The pool house appeared before them, long and low, ornate globe lamps glowing through the rising mist. There were guards inside; Gabriel could just make them out through the fogged windows. One of them appeared to be leading a tiny robed figure.
And then Gabriel felt a searing pain in his right kidney. His back arched, his face tilted upward, and for an instant he saw the stiletto tips of the pine trees stretching toward the heavens, and in his agony the heavens were a van Gogh riot of color and motion and light. Then the second blow fell, this one at the back of his head. The heavens turned to black, and he collapsed, facedown, in the snow.
44
NIDWALDEN , SWITZERLAND
G BRIEL OPENED ONE EYE, then, slowly, the other. He might as well have kept them closed, because the darkness was perfect. Absolute black, he thought. Theoretical black.
It was bitterly cold, the floor rough concrete, the air heavy with sulphur and damp.

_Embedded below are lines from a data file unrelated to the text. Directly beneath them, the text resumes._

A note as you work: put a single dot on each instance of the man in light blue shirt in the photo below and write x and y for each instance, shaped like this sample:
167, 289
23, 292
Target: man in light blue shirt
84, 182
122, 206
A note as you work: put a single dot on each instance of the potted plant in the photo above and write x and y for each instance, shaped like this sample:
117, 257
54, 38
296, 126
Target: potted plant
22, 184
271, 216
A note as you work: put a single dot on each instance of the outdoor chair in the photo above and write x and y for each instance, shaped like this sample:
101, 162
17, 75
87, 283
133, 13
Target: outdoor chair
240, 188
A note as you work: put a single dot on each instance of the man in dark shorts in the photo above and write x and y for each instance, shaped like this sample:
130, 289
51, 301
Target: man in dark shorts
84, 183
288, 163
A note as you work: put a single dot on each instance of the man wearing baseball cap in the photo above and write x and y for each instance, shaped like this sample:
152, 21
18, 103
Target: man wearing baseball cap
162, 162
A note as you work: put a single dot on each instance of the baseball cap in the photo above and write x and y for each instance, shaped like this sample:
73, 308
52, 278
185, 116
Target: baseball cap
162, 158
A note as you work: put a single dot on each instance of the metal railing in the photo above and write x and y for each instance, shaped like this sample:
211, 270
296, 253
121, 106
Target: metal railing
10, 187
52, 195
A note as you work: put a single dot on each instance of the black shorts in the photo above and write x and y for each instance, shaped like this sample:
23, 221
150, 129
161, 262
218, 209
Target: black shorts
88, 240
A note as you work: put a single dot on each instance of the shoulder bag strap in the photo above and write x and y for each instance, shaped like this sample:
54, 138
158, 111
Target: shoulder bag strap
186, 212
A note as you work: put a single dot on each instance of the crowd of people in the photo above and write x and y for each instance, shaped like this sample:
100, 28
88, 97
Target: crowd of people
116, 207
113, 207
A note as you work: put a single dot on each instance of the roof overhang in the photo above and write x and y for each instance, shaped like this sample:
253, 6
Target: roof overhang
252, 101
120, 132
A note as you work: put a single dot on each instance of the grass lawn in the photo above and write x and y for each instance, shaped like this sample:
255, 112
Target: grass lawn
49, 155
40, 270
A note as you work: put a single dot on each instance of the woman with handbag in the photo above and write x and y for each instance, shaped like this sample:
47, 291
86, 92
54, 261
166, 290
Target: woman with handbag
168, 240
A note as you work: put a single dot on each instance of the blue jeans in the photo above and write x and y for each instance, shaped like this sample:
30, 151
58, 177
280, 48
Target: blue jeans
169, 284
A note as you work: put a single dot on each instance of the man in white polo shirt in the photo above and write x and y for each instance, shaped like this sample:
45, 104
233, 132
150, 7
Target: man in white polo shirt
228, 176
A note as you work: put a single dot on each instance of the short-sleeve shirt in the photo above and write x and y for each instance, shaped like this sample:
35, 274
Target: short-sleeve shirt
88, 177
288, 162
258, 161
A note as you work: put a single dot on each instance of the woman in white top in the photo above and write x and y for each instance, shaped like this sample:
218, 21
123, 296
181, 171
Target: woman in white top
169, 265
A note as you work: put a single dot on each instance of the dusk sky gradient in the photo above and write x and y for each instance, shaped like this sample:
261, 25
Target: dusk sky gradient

His hands were cuffed behind him with his palms pointed out, so that the muscles of his shoulders burned with lactic acid. He tried to imagine the contorted position of his body and limbs: right cheek and right shoulder pressed against the concrete; left shoulder in the air; pelvis twisted; legs knotted. He thought of art school-the way the teachers used to twist the limbs of the models to expose muscle and sinew and form. Perhaps he was just a model for some Swiss Expressionist painting. Man in a Torture Chamber -artist unknown.
He closed his eyes and tried to right himself, but the slightest contraction of his back muscles set his right kidney on fire. Grunting, he fought through the pain, and managed to set himself upright. He leaned his head against the wall and winced. The second blow had left a knot the size of an egg at the back of his head.
He dragged his fingertips over the wall: bare rock; granite, he supposed. Wet and slick with moss. A cave? A grotto of some sort? Or just another vault? The Swiss and their damned vaults. He wondered if they would leave him here forever, like a gold bar or a Burgundian armchair.
The silence, like the darkness, was complete. Nothing from above or below. No voices, no barking dogs, no wind or weather; just a silence which sang in his ear like a tuning fork.
He wondered how Peterson had done it.